Ever since I was a kid, there's been a melancholy associated with the month of August. Here in New England, around this time, the katydids start with their distinctive call: three buzzes, a pause, three buzzes. As a kid, these bugs alerted me to the fact that summer vacation was ending.
In June, I wouldn’t even think of the end of summer—two and a half months of freedom, of playing outside, seeing cousins, going to Cape Cod, reading whatever I wanted. We’d play in the woods, make forts, ride my horse. My sister and I would sit on the edge of the feed barrels in the barn and talk as we slid our bare feet in the cracked corn or slippery oats. Andy, our barn cat, might make an appearance. The goat would mill about, and the horse would swish away flies with her tail. Our feet were perpetually dirty, the sign of a life well-lived.
And then those katydids would start at night, and we were reminded that summer was winding down. Our mom would schedule a trip to Sears, where we’d get most of our back-to-school clothes: corduroys and sweaters, shirts with big collars, stiff new school shoes. In fact, that’s what those katydids seemed to say to me: “New school shoes. New school shoes.”
I’d reassure myself that summer was still flush, that I wouldn’t have to go back till September, and that I should put school out of my mind. But I also had to clean out my bureau, pass the clothes that no longer fit to my sister or cousins. Melancholy suffused on the air as thick as the August humidity.
Before my kids were school-age, I loved this time of year. Older kids would have to go back to school; I’d hear the hiss of the brakes on the school bus as the drivers practiced their routes, and I’d be smug with the knowledge that I’d have this time with my little ones. We’d go to the much less crowded Cape in September, not having to worry about making a left hand turn onto Route 6. No lines at Arnold’s or Ben & Jerry’s. Free parking at the beaches.
When it came time for my kids to go to school, it would take weeks for me to adjust to their absence. I would be excited for them, eager to hear their stories and watch them learn and grow. I’d remind myself that it was my job to raise them, not to keep them. I never wanted to be that mom who mourned that her children were growing. Still, I had an annual period of adjustment: the first half of September felt empty and strange until my writer’s brain kicked into gear. Digger, our first dog, would perk up exactly on time to go to the bottom of our long driveway and meet the bus. Autumn, the most beautiful season in New England, would seep into the leaves and cooler air.
This year, the Princess starts working as an RN in a couple of weeks. After nineteen years of school, college, and graduate school, she has the career of her dreams. This is the first year in two decades when some form of school hasn’t been on her horizon.

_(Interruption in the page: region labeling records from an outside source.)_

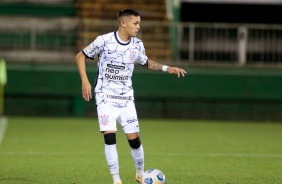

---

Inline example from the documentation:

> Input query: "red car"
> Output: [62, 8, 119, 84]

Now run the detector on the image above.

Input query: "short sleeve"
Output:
[82, 36, 104, 59]
[137, 41, 148, 66]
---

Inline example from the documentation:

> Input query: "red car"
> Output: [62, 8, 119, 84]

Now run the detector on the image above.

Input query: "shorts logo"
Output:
[126, 118, 137, 124]
[129, 50, 136, 60]
[100, 114, 109, 125]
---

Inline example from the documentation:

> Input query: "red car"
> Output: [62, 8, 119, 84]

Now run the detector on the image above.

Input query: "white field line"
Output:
[0, 117, 7, 146]
[0, 151, 282, 158]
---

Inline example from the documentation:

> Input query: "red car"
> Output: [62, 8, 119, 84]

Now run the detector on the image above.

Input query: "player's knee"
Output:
[104, 133, 116, 145]
[128, 137, 141, 149]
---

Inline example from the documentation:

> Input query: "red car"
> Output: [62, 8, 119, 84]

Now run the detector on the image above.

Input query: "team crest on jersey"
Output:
[100, 114, 109, 125]
[129, 50, 136, 60]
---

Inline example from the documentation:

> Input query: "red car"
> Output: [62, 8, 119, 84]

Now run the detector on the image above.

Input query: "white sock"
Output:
[105, 144, 121, 182]
[131, 144, 144, 176]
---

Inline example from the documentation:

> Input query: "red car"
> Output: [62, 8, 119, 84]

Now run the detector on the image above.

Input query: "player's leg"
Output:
[97, 104, 121, 184]
[126, 132, 144, 183]
[118, 102, 144, 182]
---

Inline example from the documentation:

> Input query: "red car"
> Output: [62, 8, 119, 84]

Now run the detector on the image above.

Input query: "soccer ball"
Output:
[142, 168, 165, 184]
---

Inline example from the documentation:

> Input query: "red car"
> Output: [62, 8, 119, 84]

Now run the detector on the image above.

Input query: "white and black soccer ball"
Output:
[142, 168, 165, 184]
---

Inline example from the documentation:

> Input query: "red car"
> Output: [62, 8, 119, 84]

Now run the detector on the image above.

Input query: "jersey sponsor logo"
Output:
[106, 41, 117, 44]
[107, 95, 132, 100]
[107, 64, 125, 70]
[100, 114, 109, 125]
[126, 117, 138, 124]
[84, 45, 99, 55]
[104, 68, 129, 81]
[129, 50, 136, 60]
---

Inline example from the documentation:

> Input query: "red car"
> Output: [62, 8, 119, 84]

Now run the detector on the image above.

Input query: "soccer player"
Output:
[75, 9, 186, 184]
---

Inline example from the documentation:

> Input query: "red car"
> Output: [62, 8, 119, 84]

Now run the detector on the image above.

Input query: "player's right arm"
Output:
[75, 51, 92, 101]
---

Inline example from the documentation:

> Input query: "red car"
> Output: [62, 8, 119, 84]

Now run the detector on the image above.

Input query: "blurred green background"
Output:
[0, 0, 282, 121]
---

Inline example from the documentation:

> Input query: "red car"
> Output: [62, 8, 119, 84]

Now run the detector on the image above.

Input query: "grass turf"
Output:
[0, 117, 282, 184]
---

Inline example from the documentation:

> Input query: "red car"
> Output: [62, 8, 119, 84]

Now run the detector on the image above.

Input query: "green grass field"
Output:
[0, 117, 282, 184]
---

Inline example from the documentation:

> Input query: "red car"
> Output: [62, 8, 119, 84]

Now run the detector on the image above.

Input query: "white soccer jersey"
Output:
[82, 32, 148, 104]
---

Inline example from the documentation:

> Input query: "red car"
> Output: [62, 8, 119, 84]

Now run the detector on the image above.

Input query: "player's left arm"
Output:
[145, 59, 186, 78]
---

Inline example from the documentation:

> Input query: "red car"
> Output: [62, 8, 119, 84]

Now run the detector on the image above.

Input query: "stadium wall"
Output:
[4, 64, 282, 121]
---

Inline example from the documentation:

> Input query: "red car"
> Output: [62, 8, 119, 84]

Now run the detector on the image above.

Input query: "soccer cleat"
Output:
[135, 173, 142, 183]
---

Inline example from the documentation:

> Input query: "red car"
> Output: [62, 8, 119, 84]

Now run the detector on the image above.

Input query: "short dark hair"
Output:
[118, 8, 140, 20]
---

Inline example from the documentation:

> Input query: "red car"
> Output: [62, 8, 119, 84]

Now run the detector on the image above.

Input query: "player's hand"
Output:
[167, 66, 186, 78]
[82, 81, 92, 101]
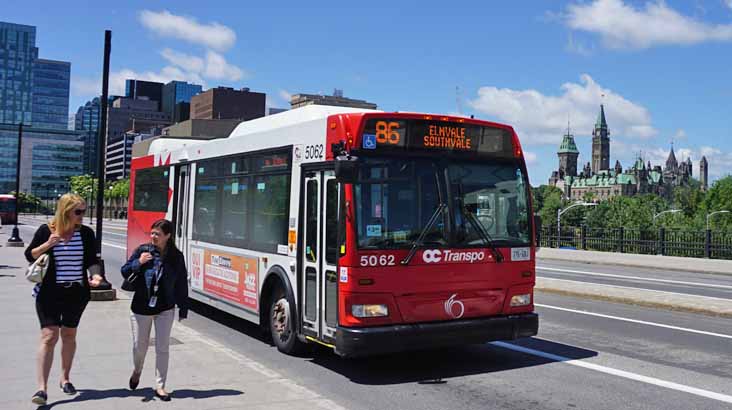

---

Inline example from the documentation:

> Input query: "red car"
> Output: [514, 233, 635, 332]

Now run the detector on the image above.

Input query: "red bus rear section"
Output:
[128, 106, 538, 357]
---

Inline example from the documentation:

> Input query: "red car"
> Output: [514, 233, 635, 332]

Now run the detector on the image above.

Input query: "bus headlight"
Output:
[511, 293, 531, 307]
[351, 305, 389, 318]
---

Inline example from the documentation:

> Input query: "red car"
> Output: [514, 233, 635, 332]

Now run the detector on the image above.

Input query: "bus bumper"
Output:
[335, 313, 539, 357]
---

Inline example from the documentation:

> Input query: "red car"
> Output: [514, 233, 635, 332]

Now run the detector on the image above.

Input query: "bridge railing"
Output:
[538, 226, 732, 259]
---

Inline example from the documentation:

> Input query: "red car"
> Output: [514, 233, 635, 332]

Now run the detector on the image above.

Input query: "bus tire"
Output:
[267, 286, 302, 355]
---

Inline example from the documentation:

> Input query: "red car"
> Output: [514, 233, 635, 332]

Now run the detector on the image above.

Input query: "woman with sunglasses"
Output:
[25, 193, 103, 405]
[122, 219, 188, 401]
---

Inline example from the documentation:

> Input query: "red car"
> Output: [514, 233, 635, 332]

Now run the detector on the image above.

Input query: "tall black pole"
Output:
[96, 30, 112, 289]
[8, 121, 25, 247]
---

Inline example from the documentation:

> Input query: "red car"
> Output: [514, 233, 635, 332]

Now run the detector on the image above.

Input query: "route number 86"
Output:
[376, 121, 401, 145]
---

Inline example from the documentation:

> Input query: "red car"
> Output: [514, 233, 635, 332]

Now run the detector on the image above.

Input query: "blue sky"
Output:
[5, 0, 732, 185]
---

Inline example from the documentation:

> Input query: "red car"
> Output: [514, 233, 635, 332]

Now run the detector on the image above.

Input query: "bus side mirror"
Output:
[335, 155, 358, 183]
[534, 215, 541, 249]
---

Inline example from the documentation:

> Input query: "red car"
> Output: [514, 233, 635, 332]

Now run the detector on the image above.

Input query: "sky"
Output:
[0, 0, 732, 185]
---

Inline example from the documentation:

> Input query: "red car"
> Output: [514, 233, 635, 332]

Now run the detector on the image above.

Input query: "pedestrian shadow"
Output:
[38, 388, 244, 410]
[310, 337, 598, 385]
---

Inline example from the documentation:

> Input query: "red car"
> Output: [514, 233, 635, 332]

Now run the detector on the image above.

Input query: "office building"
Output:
[290, 90, 376, 110]
[125, 79, 163, 111]
[0, 125, 84, 199]
[31, 59, 71, 130]
[0, 22, 38, 124]
[105, 97, 171, 180]
[161, 81, 203, 123]
[74, 97, 102, 175]
[191, 87, 267, 121]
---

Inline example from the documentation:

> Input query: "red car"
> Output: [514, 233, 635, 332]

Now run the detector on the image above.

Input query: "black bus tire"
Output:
[267, 286, 303, 355]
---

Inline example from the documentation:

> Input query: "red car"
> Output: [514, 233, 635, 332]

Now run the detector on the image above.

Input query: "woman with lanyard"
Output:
[25, 193, 103, 406]
[122, 219, 188, 401]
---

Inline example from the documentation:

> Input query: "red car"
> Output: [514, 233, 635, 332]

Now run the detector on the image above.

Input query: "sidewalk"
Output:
[0, 230, 341, 410]
[535, 248, 732, 318]
[536, 248, 732, 275]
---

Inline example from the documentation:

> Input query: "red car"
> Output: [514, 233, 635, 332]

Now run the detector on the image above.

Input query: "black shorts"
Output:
[36, 284, 89, 329]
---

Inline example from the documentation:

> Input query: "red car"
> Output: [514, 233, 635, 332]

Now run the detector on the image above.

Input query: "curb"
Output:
[534, 278, 732, 318]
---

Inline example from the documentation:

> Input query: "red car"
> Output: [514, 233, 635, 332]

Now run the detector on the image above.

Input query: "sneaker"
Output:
[31, 390, 48, 406]
[59, 382, 76, 396]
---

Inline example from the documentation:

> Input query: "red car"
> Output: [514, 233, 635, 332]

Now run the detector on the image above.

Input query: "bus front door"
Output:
[300, 171, 340, 344]
[173, 165, 190, 255]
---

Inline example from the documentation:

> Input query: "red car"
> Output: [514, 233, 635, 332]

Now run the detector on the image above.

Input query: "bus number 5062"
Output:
[361, 255, 395, 266]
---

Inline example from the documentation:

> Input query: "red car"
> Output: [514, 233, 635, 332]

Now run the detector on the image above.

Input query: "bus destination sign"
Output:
[361, 118, 513, 156]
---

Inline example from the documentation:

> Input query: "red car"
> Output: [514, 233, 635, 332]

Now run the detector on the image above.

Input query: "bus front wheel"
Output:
[269, 289, 302, 354]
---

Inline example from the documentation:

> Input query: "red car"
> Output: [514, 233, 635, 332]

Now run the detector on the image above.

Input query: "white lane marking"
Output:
[490, 342, 732, 403]
[539, 278, 730, 302]
[534, 303, 732, 339]
[536, 266, 732, 289]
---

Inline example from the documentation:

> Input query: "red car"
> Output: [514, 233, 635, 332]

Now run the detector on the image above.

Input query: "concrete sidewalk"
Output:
[0, 230, 341, 410]
[536, 248, 732, 275]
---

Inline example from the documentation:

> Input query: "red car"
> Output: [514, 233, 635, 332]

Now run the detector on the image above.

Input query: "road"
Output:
[12, 216, 732, 410]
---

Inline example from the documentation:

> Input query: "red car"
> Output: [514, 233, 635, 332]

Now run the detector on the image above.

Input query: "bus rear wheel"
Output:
[269, 289, 302, 354]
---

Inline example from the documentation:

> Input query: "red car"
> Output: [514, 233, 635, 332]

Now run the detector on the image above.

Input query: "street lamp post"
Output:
[653, 209, 681, 223]
[8, 121, 25, 247]
[557, 202, 597, 248]
[707, 210, 730, 231]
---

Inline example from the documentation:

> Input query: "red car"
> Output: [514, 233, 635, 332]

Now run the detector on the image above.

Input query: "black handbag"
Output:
[122, 273, 140, 292]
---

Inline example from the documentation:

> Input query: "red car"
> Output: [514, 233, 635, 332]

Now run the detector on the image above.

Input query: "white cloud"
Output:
[673, 128, 688, 141]
[139, 10, 236, 51]
[203, 50, 246, 81]
[278, 89, 294, 104]
[565, 0, 732, 49]
[468, 74, 657, 146]
[160, 48, 205, 73]
[71, 76, 102, 95]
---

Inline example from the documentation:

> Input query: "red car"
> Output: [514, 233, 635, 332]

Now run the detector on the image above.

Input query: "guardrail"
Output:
[537, 226, 732, 259]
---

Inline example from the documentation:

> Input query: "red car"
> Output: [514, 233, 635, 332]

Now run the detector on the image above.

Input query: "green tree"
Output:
[697, 176, 732, 231]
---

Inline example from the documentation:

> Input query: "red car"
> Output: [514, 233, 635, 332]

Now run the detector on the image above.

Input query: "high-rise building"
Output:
[0, 22, 78, 198]
[105, 98, 170, 180]
[592, 104, 610, 174]
[191, 87, 267, 121]
[74, 97, 102, 175]
[0, 22, 38, 125]
[0, 124, 84, 199]
[125, 79, 163, 111]
[161, 81, 203, 123]
[290, 89, 376, 110]
[32, 59, 71, 130]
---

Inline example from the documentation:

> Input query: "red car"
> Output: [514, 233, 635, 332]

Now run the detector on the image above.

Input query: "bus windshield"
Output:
[354, 157, 530, 249]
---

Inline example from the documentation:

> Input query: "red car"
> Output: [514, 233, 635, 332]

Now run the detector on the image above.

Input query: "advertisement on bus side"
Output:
[191, 247, 259, 311]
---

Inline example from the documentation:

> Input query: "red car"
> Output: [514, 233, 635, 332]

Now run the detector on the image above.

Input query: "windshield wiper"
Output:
[458, 198, 503, 262]
[400, 203, 447, 266]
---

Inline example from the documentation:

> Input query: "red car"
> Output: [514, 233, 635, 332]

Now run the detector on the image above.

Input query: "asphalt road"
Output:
[12, 219, 732, 410]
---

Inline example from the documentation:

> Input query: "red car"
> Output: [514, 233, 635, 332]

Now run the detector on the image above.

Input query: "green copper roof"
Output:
[557, 134, 579, 154]
[595, 104, 607, 128]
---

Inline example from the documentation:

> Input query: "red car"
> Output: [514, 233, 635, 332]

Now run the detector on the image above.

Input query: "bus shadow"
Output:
[304, 337, 597, 385]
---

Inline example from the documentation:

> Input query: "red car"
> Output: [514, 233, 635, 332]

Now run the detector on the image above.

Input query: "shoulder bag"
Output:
[25, 253, 48, 283]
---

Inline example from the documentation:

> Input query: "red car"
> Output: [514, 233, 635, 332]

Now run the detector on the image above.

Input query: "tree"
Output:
[697, 176, 732, 230]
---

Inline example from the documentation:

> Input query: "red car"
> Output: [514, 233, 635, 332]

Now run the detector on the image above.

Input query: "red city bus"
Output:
[127, 105, 538, 357]
[0, 194, 16, 225]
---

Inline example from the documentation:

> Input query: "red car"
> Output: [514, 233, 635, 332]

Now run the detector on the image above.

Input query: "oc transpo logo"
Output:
[445, 293, 465, 319]
[422, 249, 442, 263]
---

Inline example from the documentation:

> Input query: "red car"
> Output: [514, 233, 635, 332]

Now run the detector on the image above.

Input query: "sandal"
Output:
[31, 390, 48, 406]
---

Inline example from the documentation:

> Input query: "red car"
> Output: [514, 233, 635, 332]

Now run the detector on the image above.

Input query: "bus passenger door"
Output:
[173, 165, 190, 253]
[300, 172, 321, 336]
[301, 171, 340, 342]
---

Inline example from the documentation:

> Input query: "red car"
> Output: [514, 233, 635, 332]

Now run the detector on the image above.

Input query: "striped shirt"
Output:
[53, 230, 84, 283]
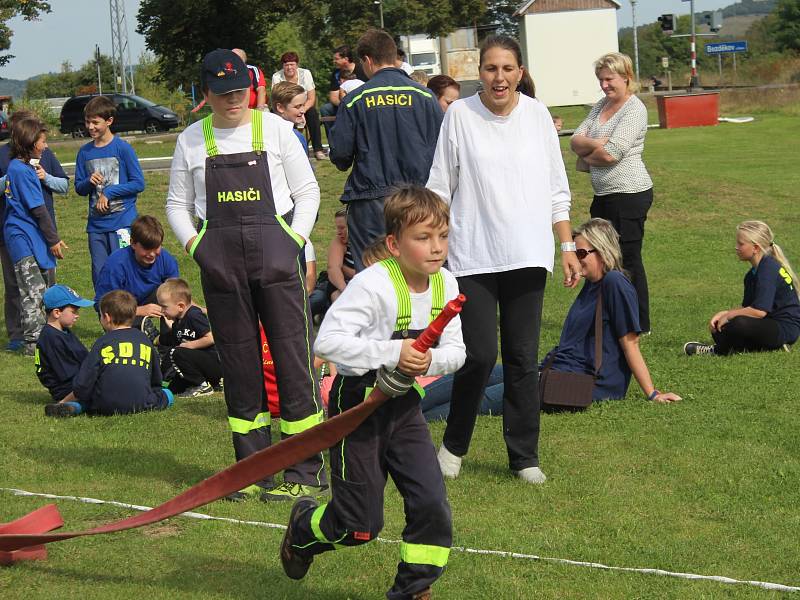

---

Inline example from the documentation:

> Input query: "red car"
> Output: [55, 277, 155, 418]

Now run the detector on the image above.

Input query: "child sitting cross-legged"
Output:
[281, 187, 466, 599]
[67, 290, 173, 415]
[157, 277, 222, 398]
[35, 285, 94, 417]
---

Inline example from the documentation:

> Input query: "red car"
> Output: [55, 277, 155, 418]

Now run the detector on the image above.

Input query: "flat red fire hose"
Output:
[0, 294, 466, 565]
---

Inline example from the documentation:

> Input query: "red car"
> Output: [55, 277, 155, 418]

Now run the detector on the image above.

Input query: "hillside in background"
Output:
[619, 0, 778, 36]
[0, 79, 28, 98]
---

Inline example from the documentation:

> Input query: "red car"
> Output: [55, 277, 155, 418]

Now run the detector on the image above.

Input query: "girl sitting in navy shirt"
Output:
[683, 221, 800, 356]
[540, 219, 681, 402]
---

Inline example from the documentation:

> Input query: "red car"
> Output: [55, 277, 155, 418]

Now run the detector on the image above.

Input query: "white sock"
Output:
[514, 467, 547, 483]
[436, 444, 461, 479]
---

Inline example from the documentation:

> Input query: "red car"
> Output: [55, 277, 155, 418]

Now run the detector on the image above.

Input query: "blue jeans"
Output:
[87, 227, 131, 287]
[420, 365, 503, 421]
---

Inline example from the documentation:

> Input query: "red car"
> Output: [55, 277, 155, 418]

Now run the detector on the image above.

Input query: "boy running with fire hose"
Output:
[281, 187, 466, 600]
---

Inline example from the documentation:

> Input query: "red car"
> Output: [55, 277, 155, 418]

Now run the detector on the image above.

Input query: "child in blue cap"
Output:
[35, 285, 94, 417]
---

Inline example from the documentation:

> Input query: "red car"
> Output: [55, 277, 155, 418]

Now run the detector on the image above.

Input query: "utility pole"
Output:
[689, 0, 699, 90]
[108, 0, 136, 94]
[94, 44, 103, 94]
[631, 0, 642, 82]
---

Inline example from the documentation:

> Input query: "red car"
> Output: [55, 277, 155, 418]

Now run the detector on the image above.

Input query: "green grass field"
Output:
[0, 113, 800, 599]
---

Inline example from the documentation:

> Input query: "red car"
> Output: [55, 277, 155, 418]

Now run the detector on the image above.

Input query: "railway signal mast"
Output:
[108, 0, 136, 94]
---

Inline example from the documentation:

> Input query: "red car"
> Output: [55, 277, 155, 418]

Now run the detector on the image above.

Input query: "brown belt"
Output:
[0, 294, 466, 565]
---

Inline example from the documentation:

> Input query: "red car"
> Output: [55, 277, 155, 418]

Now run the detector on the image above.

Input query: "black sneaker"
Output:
[281, 496, 319, 579]
[261, 481, 328, 502]
[44, 402, 80, 417]
[683, 342, 717, 356]
[176, 381, 214, 398]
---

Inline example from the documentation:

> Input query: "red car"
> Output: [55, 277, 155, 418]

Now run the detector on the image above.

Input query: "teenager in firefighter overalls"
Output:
[167, 50, 327, 500]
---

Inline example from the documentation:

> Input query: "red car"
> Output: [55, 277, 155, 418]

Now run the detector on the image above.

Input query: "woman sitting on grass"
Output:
[683, 221, 800, 356]
[543, 219, 681, 402]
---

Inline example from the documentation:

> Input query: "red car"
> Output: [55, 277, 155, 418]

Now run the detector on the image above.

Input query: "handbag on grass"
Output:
[539, 285, 603, 409]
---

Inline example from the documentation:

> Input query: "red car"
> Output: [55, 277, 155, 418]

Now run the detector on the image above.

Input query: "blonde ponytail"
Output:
[770, 243, 800, 299]
[736, 221, 800, 299]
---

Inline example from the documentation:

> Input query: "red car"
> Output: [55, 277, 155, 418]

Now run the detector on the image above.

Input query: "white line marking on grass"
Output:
[0, 488, 800, 592]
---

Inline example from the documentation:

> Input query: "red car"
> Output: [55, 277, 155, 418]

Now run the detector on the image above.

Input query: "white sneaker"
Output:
[514, 467, 547, 483]
[436, 444, 461, 479]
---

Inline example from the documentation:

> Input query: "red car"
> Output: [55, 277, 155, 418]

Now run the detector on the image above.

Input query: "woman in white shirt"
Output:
[272, 52, 325, 160]
[427, 36, 581, 483]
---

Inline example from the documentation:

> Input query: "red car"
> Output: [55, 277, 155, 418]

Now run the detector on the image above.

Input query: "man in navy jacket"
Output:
[330, 29, 444, 271]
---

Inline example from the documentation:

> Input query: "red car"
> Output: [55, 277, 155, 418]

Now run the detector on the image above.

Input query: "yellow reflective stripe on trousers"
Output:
[250, 108, 264, 152]
[400, 542, 450, 567]
[380, 258, 444, 331]
[308, 504, 347, 548]
[380, 258, 411, 331]
[281, 411, 322, 435]
[202, 110, 264, 156]
[189, 220, 208, 258]
[429, 271, 444, 321]
[275, 215, 306, 248]
[203, 115, 219, 156]
[228, 412, 272, 435]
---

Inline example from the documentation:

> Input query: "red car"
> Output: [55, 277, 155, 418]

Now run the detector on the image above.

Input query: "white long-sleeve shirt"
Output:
[167, 111, 320, 246]
[314, 264, 467, 375]
[427, 94, 571, 277]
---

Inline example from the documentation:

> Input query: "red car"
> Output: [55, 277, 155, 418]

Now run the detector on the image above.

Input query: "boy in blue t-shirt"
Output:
[94, 215, 180, 328]
[36, 285, 94, 417]
[75, 96, 144, 284]
[3, 119, 67, 356]
[0, 110, 69, 352]
[73, 290, 173, 415]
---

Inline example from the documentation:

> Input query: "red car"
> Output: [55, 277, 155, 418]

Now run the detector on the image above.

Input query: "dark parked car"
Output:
[61, 94, 178, 137]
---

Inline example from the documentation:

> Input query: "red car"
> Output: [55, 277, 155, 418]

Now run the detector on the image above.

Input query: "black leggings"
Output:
[712, 317, 783, 354]
[589, 188, 653, 331]
[442, 268, 547, 471]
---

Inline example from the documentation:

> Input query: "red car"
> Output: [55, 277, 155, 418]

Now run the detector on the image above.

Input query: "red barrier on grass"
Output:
[0, 294, 466, 564]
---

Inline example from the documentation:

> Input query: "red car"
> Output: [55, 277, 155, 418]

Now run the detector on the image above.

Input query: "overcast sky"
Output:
[0, 0, 735, 79]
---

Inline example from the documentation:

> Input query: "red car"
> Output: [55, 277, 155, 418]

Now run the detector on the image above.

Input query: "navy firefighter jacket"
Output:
[330, 68, 444, 202]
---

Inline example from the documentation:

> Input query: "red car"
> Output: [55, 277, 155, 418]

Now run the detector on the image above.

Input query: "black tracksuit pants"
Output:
[294, 371, 452, 599]
[161, 347, 222, 394]
[442, 268, 547, 471]
[589, 188, 653, 331]
[712, 317, 783, 354]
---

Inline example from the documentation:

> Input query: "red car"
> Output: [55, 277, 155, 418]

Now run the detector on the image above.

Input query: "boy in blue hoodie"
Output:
[75, 96, 144, 285]
[36, 285, 94, 417]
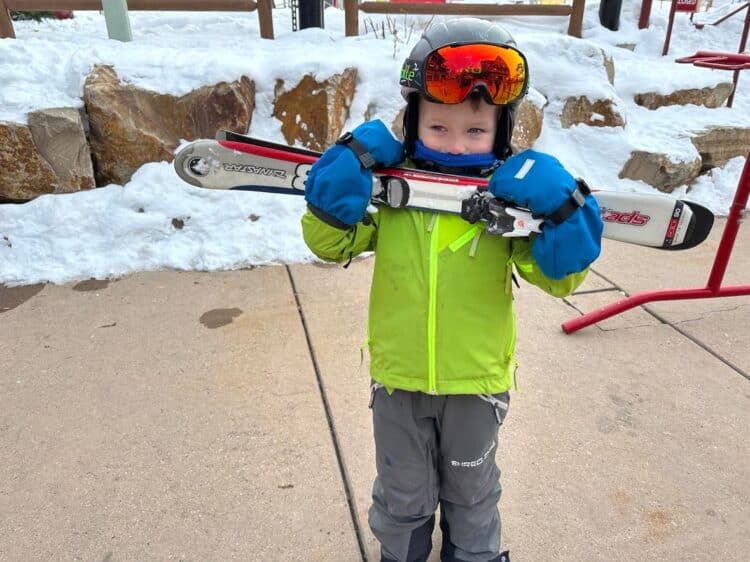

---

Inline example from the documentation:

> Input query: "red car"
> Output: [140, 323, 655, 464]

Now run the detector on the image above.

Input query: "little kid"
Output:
[302, 18, 602, 562]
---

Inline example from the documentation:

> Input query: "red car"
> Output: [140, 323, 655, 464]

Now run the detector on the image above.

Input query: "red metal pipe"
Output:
[562, 154, 750, 334]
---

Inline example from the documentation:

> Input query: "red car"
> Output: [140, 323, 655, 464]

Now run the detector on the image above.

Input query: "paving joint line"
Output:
[284, 265, 369, 562]
[592, 268, 750, 381]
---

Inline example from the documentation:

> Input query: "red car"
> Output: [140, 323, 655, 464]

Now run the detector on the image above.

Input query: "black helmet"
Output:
[400, 18, 528, 160]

Tomorrow, Dearest Son goes back to college for his senior year. We went shopping for his stuff the other day; he graciously lets me come on this annual pilgrimage, though he’s more than capable of driving himself and paying on his own. As we stood in line at Target, I said, “This is the last time we’ll be getting you back-to-school stuff.”
“Aw,” he said kindly. “Thank you for everything.” We hugged to the amusement of the check-out clerk.
Those dang katydids. They get me every year.